How to deal with the unrealistic standard of beauty we have today
Have you guys seen the new TV show called Crazy Ex-Girlfriend? It's about Rebecca Bunch, a high-powered lawyer in New York who left her job to move to West Covina, California, to stalk her old teenage flame Josh. It's hilarious and wildly fun to watch if you love cringe comedy. She just fails at life so hard that you just can't keep your eyes away from the spectacle of it!
And oh did I mention that people randomly break out into song too? I have a mean case of the LSS with "The Sexy Getting Ready Song" which she sings while preparing to "bump into" Josh at a house party. You must watch it. It has some explicit language though so, yeah. You are warned.

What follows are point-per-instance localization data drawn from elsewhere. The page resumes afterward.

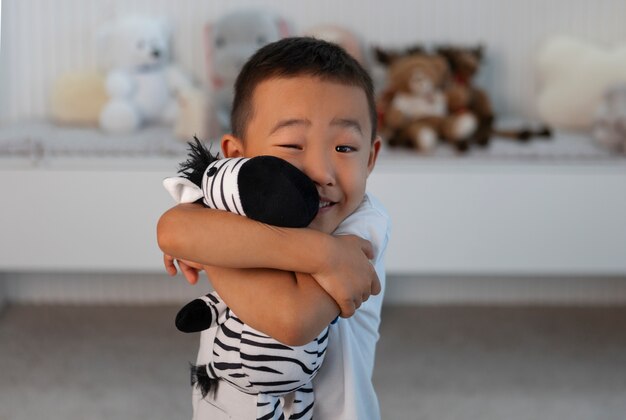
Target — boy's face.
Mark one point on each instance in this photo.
(321, 127)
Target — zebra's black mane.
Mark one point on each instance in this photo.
(199, 158)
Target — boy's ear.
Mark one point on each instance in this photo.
(232, 146)
(371, 161)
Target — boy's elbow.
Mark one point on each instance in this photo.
(165, 237)
(295, 331)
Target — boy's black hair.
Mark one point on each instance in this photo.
(292, 57)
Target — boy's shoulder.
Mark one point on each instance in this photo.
(369, 221)
(368, 211)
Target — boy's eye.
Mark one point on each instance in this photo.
(292, 146)
(345, 149)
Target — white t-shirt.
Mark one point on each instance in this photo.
(343, 386)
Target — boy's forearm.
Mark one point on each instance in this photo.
(219, 238)
(292, 308)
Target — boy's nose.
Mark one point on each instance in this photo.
(320, 171)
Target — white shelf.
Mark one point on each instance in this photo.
(552, 207)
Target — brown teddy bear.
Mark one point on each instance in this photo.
(414, 109)
(463, 96)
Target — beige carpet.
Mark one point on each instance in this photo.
(96, 363)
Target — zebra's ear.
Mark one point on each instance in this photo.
(182, 189)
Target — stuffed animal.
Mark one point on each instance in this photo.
(574, 75)
(609, 126)
(270, 190)
(141, 82)
(414, 106)
(464, 96)
(229, 42)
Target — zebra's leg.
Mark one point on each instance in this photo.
(303, 399)
(269, 407)
(201, 313)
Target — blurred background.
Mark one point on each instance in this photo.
(506, 270)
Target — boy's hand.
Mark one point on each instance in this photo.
(348, 275)
(189, 269)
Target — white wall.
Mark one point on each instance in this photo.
(43, 38)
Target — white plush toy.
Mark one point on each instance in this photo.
(609, 126)
(229, 42)
(574, 76)
(141, 83)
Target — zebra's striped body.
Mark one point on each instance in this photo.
(257, 364)
(219, 185)
(277, 193)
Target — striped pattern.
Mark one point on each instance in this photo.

Funny no? But also deeply insightful. I run a beauty blog that basically tells women which products and procedures to use to propagate that "patriarchal bullshit". I write about how women should wax their body hair, tweeze their eyebrows, wear Spanx, and put on their makeup to be beautiful. For a while I felt guilty about it - I felt like my work added to the disease that is the objectification of women - but soon enough I realized that's not necessarily the case.

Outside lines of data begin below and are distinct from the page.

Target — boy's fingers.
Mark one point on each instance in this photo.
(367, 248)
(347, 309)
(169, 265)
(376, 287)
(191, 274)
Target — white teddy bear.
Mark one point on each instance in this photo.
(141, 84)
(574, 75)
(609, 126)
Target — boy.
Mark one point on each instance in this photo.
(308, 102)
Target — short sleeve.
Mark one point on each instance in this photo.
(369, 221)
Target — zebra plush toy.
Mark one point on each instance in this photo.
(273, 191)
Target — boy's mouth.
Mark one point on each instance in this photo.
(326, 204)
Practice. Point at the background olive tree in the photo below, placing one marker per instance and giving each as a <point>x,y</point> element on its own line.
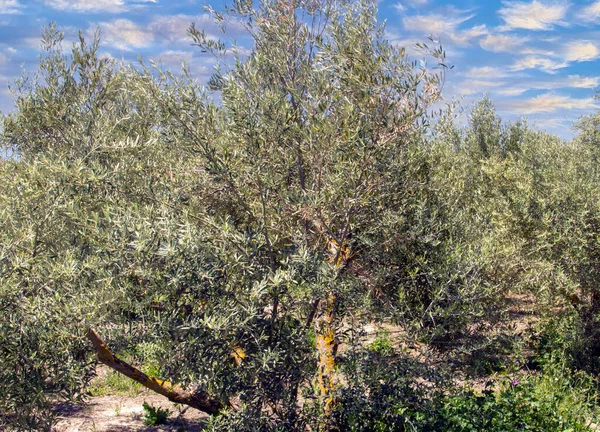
<point>240,236</point>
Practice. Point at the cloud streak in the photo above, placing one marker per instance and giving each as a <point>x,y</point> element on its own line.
<point>536,15</point>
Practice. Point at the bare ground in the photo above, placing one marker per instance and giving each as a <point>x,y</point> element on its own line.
<point>123,413</point>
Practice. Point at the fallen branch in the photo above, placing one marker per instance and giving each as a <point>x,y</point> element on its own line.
<point>200,400</point>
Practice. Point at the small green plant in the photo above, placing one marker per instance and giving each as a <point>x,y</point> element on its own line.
<point>155,416</point>
<point>382,344</point>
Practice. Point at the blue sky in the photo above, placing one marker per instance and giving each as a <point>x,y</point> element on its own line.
<point>539,59</point>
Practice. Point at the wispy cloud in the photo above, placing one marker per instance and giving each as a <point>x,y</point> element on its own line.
<point>501,43</point>
<point>446,26</point>
<point>579,51</point>
<point>95,6</point>
<point>542,63</point>
<point>487,72</point>
<point>125,35</point>
<point>550,102</point>
<point>9,7</point>
<point>590,13</point>
<point>536,15</point>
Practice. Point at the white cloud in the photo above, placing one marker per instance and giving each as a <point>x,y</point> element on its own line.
<point>471,87</point>
<point>590,13</point>
<point>513,91</point>
<point>111,6</point>
<point>536,15</point>
<point>96,6</point>
<point>532,62</point>
<point>501,43</point>
<point>173,28</point>
<point>580,51</point>
<point>445,26</point>
<point>434,23</point>
<point>8,7</point>
<point>485,72</point>
<point>399,7</point>
<point>549,102</point>
<point>173,59</point>
<point>582,82</point>
<point>464,37</point>
<point>125,35</point>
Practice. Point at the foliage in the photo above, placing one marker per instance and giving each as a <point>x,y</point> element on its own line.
<point>384,398</point>
<point>155,416</point>
<point>220,234</point>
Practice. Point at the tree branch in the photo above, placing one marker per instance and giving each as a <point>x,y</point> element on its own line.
<point>200,400</point>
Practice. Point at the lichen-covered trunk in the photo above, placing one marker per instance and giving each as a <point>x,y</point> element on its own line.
<point>200,400</point>
<point>327,343</point>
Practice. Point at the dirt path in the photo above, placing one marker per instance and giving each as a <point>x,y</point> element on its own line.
<point>122,413</point>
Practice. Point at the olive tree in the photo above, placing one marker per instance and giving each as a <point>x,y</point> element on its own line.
<point>235,235</point>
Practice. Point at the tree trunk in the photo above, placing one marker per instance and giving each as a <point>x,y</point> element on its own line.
<point>327,345</point>
<point>200,400</point>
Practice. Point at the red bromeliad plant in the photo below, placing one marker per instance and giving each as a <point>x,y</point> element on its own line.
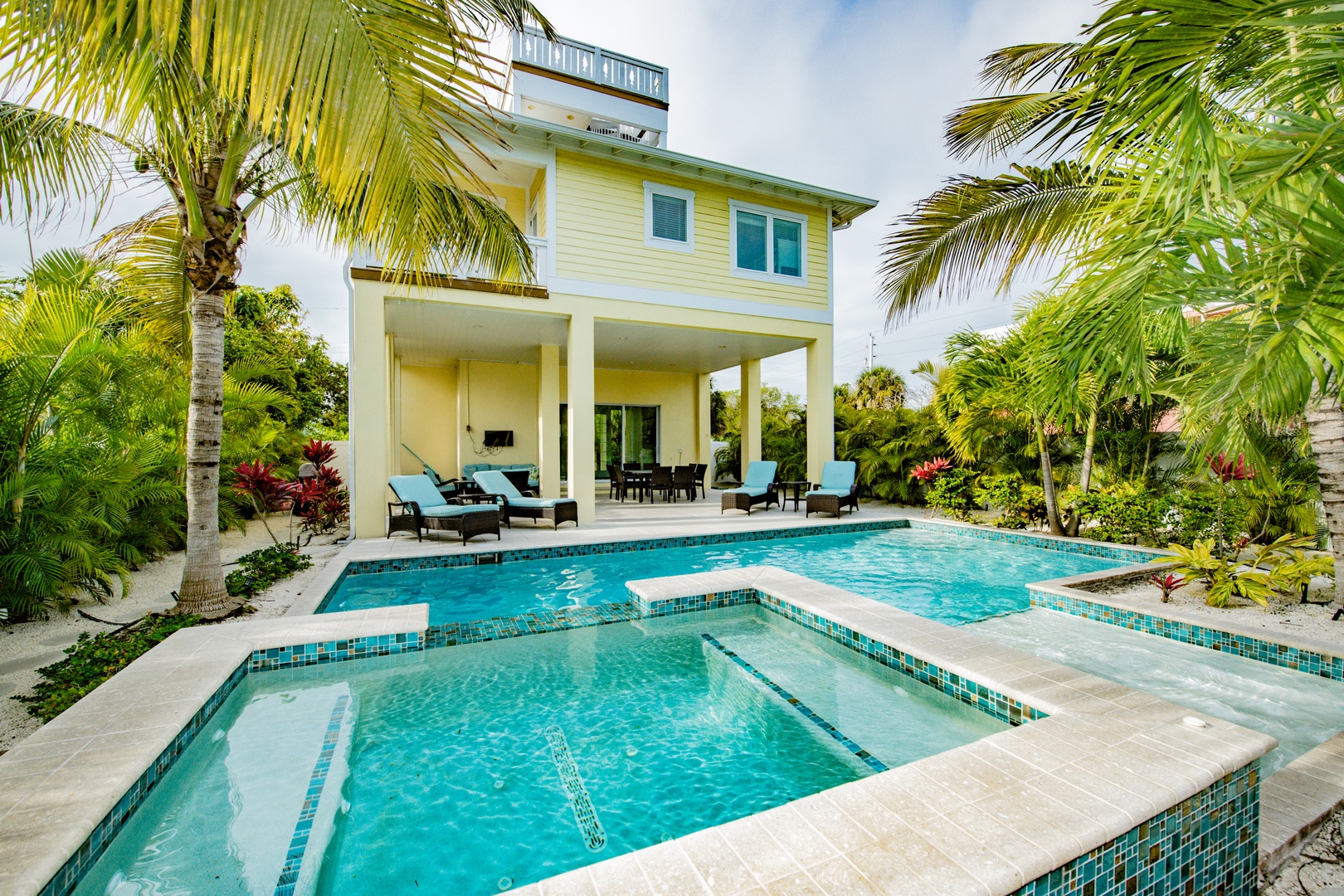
<point>266,490</point>
<point>1166,583</point>
<point>1227,472</point>
<point>318,451</point>
<point>929,470</point>
<point>323,500</point>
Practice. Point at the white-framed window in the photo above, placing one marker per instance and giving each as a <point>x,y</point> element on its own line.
<point>767,243</point>
<point>668,218</point>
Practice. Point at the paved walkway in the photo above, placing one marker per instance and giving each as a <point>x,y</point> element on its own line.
<point>619,522</point>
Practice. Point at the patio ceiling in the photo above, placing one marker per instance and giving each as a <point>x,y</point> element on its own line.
<point>437,334</point>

Here's the thing about beauty: it is power. Beauty is the grease that makes it easier to convince other people to do what you want them to do. It opens doors where none may exist for less attractive people; some jobs in fact require a certain level of attractiveness (flight stewardship, entertainers, modelling, etc.). Beauty soothes. Beauty pleases. Because of this, you can use your beauty - real or contrived - to advance your prospects in life.
The pain point is that a standard exists. Yes, it is unrealistic and yes it is born out of the patriarchy's desire to control women through something as fundamental as our self-image, but it exists. We can say that we are all beautiful but the truth is that some are more beautiful than others. Some are born with it. It can be achieved or enhanced through cosmetics and procedures.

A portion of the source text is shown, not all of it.